Gruppendynamik
Sobald Menschen in → Gruppen zusammenkommen und dort miteinander interagieren, werden Kräfte frei: Sympathie und Antipathie, Solidarität und Rivalität, Vereinzelung und Cliquenbildung, Vertrauen und Fremdeln. Und über kurz oder lang entstehen fast unweigerlich Konflikte. Wie viel persönliche Themen haben Platz in einem Kommunikationsseminar, in dem es um professionelle Gesprächsführung geht?

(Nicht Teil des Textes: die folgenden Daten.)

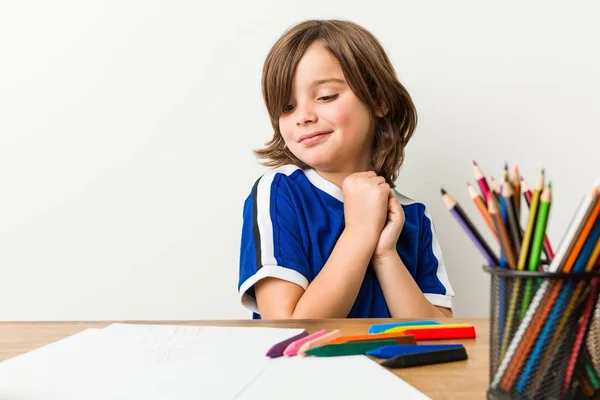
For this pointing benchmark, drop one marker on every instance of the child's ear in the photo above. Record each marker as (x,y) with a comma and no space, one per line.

Wie viel Raum darf der Einzelne sich in der Gruppe nehmen? Gruppendynamik findet statt, sobald Menschen aufeinandertreffen, die ein gemeinsames Ziel verfolgen (müssen). Das gilt für die erste Zusammenkunft der Teilnehmer eines Volkshochschulkurses ebenso wie für ein Lehrerkollegium, das seit 15 Jahren zusammenarbeitet. Sich wiederholende Phasen der Auseinandersetzung, Einigung und Kooperation sind nötig, damit sich eine Gruppe weiterentwickeln kann.
Von B. W. Tuckman (1965) stammt die Differenzierung von Gruppenprozessen in die vier Phasen Forming (Findungsphase), Storming (Konfrontationsphase), Norming (Vereinbarungsphase) und Performing (Kooperationsphase). Die vier Phasen gehen nicht stufenförmig, sondern fließend ineinander über, und sie werden meist nur in dem Umfang durchlaufen, der zum aktuellen Zeitpunkt gerade notwendig ist. So streitet man sich in einer konstruktiven Stormingphase nicht um alle denkbaren strittigen Punkte, sondern nur um die gerade vordringlichen. Diese Strukturierung ist ein Versuch, das komplexe Gruppengeschehen zu verstehen – darüber hinaus kann sie Führungs- und Leitungskräften dabei helfen, Gruppen in ihrer Entwicklung zu unterstützen (s. Abb. 27).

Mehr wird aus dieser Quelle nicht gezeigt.